“Kaspersky’s laboratory”, the Russian developer of systems for protection against viruses, trojan programs and a spam, informs on detection of the first nocuous program for the mobile phones, capable to execute Java-appendices (J2ME).
The Trojan spreads in the guise of a J2ME application “RedBrowser”, which promise to enable the user to visit WAP sites without using a GPRS connection. Trojan’s author says , that it is realized by sending and reception of free-of-charge SMS-messages. Actually the Trojan sends SMSs to some premium paid mobile services, at a rate of $5 – $6 per each of such a messege.
Trojan program has received name Trojan-SMS.J2ME.RedBrowser.a (by classification of virus analysts of the company).
The Trojan is a J2ME application, may be called “redbrowser.jar”, and is 54482 bytes in size.
The Trojan can be downloaded and installed to the victim device either via the Internet (from a WAP site) or via Bluetooth or from PC.
The Jar-archive contains :
* FS.class – auxiliary file (2719 bytes in size)
* FW.class – auxiliary file (2664 bytes in size)

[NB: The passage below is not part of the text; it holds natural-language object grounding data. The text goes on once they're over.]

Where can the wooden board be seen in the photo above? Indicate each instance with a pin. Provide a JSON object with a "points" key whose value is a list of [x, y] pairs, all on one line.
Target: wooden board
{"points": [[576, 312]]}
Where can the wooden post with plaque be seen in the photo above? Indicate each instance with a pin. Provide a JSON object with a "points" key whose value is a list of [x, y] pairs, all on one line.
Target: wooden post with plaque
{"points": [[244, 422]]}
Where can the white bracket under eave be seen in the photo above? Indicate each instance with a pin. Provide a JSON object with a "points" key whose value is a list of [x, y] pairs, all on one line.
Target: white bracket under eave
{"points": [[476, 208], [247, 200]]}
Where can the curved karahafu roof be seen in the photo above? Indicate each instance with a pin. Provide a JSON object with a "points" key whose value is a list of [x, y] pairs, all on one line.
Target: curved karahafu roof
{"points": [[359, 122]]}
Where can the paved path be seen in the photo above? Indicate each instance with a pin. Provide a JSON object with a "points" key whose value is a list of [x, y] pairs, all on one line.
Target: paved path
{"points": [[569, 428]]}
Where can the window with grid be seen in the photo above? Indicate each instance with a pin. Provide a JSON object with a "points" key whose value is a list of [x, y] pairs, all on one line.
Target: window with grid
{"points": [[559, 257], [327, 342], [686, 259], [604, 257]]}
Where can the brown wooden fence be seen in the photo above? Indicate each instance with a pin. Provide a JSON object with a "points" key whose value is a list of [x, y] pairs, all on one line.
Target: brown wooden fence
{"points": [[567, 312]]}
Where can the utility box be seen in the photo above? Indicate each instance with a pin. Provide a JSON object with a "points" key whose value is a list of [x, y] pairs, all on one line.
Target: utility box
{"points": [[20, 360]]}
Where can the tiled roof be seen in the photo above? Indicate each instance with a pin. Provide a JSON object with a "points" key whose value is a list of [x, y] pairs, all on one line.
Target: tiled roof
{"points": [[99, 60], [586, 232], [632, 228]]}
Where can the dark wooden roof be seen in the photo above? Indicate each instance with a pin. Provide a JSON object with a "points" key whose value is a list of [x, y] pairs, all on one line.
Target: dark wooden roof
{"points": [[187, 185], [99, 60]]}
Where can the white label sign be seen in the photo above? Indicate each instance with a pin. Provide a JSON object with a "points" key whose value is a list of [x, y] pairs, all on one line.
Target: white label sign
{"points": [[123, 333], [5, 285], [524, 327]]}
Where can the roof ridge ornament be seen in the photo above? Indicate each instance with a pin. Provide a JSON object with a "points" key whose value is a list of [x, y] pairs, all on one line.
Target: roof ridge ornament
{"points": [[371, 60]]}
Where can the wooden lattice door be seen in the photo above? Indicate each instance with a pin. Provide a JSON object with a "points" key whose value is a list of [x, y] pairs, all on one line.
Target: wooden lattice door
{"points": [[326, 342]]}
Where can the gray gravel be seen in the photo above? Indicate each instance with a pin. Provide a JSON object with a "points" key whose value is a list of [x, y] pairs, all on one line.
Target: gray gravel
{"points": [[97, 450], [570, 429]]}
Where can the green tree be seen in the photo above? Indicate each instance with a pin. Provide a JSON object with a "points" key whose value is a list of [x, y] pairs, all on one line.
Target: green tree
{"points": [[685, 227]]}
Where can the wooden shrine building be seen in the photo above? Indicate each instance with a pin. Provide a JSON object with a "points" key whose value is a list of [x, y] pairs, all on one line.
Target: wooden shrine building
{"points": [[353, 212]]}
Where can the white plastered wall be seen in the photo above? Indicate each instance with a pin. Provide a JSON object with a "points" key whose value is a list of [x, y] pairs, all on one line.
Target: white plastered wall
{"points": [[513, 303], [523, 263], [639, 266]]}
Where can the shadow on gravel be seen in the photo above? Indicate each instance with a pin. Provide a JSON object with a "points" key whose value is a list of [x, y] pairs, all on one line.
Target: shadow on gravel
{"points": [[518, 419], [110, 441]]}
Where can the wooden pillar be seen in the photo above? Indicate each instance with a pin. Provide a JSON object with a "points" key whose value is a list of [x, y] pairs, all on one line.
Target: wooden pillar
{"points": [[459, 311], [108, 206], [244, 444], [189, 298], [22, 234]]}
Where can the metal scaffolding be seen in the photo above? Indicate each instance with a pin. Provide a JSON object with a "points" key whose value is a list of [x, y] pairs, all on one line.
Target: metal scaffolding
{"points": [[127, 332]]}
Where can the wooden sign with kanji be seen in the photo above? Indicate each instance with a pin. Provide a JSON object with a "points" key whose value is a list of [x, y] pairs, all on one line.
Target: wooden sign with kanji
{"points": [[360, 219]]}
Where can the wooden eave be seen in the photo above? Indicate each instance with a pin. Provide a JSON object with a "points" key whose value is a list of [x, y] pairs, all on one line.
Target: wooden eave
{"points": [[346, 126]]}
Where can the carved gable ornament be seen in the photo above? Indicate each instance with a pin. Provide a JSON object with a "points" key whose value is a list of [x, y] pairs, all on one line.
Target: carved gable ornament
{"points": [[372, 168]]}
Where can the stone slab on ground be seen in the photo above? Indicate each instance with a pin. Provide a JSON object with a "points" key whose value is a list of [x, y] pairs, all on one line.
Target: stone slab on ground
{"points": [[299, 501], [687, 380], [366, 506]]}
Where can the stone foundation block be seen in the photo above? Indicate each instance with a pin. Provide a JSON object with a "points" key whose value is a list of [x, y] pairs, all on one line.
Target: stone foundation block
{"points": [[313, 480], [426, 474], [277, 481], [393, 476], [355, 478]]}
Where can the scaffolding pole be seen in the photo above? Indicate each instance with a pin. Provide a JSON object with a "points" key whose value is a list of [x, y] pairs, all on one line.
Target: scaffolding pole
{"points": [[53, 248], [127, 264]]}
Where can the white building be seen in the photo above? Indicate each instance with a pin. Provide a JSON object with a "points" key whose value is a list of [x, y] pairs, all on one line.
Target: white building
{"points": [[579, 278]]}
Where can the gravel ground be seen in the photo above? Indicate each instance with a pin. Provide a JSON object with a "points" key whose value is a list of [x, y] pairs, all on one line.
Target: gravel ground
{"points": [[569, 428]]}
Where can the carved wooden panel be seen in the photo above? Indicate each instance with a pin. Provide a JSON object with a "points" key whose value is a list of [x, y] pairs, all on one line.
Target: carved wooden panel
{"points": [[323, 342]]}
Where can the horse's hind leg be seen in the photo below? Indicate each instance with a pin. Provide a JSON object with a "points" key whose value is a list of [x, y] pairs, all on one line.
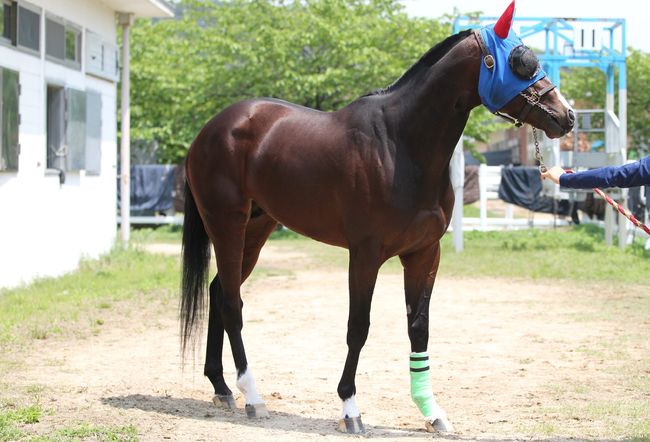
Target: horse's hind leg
{"points": [[258, 228], [420, 270], [213, 354]]}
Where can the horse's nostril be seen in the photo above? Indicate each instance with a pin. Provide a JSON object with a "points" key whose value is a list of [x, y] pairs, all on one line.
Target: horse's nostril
{"points": [[571, 117]]}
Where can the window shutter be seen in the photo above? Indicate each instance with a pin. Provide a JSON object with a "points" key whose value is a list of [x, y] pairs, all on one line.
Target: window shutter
{"points": [[29, 31], [101, 57], [54, 39], [10, 88], [75, 129], [93, 132]]}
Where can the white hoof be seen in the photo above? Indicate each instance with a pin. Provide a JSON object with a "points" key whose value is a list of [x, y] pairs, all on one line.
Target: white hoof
{"points": [[256, 411], [439, 425], [351, 425], [226, 401]]}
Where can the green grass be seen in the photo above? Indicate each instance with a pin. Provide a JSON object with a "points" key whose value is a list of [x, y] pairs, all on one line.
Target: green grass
{"points": [[85, 431], [568, 254], [161, 234], [50, 306], [13, 418], [574, 254]]}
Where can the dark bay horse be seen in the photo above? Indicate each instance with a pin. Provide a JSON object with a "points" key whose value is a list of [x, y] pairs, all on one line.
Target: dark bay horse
{"points": [[372, 177]]}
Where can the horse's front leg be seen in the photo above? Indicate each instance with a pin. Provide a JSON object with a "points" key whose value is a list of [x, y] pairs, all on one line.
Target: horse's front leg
{"points": [[364, 265], [420, 270]]}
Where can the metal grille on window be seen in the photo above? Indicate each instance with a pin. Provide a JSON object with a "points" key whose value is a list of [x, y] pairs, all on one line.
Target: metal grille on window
{"points": [[28, 28]]}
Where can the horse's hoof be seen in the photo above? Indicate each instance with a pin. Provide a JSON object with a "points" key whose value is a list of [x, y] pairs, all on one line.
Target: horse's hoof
{"points": [[256, 410], [351, 425], [439, 425], [224, 401]]}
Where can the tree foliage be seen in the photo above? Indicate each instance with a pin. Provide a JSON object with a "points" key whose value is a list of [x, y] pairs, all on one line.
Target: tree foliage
{"points": [[587, 88], [317, 53]]}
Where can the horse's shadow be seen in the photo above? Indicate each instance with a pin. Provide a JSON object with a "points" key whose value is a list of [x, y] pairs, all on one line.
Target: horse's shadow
{"points": [[204, 410]]}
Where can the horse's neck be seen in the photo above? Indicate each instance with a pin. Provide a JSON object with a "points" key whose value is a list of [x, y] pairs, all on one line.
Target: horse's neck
{"points": [[434, 106]]}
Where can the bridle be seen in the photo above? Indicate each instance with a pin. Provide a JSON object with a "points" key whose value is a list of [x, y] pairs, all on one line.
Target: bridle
{"points": [[532, 96]]}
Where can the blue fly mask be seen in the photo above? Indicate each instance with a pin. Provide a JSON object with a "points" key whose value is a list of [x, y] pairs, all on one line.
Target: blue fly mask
{"points": [[509, 69]]}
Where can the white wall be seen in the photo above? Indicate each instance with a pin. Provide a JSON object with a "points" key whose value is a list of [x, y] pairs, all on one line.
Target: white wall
{"points": [[45, 227]]}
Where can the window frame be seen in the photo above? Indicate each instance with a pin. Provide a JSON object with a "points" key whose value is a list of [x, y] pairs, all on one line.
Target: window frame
{"points": [[12, 40], [36, 10], [68, 26], [3, 39], [3, 118]]}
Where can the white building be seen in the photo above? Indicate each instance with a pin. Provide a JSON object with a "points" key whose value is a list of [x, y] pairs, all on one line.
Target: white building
{"points": [[58, 131]]}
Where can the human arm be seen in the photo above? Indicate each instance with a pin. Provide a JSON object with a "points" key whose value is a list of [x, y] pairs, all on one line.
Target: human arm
{"points": [[628, 175]]}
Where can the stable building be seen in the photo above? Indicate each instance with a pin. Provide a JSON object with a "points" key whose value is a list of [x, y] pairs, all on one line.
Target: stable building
{"points": [[58, 131]]}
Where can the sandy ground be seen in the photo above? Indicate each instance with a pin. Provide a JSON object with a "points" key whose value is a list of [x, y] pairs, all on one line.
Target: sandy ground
{"points": [[505, 360]]}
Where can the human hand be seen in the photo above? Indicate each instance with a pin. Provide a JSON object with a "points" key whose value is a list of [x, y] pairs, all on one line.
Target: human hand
{"points": [[554, 174]]}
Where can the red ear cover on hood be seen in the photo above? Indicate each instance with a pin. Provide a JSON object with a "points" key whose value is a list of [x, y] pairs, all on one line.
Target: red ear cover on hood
{"points": [[502, 26]]}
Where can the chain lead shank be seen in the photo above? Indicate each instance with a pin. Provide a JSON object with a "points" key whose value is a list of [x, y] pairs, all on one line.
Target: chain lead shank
{"points": [[538, 154]]}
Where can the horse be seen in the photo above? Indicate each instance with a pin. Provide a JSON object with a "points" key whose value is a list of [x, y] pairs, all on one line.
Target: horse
{"points": [[372, 177]]}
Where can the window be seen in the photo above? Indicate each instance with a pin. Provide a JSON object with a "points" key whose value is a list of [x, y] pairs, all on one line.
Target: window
{"points": [[73, 129], [101, 57], [29, 27], [20, 24], [9, 120], [5, 20], [62, 41]]}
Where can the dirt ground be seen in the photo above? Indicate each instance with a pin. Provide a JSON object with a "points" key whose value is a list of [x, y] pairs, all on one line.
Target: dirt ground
{"points": [[510, 360]]}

* icon.png – graphics file (3165 bytes in size)
* logo101.png – graphics file (16829 bytes in size)
* logo128.pnh – graphics file (27375 bytes in size)
* M.class – interface file (5339 bytes in size)
* SM.class – Trojan application which sends SMS messages (1945 bytes in size)
The user is able to remove this trojan by using the standard “Remove application” utility of his phone.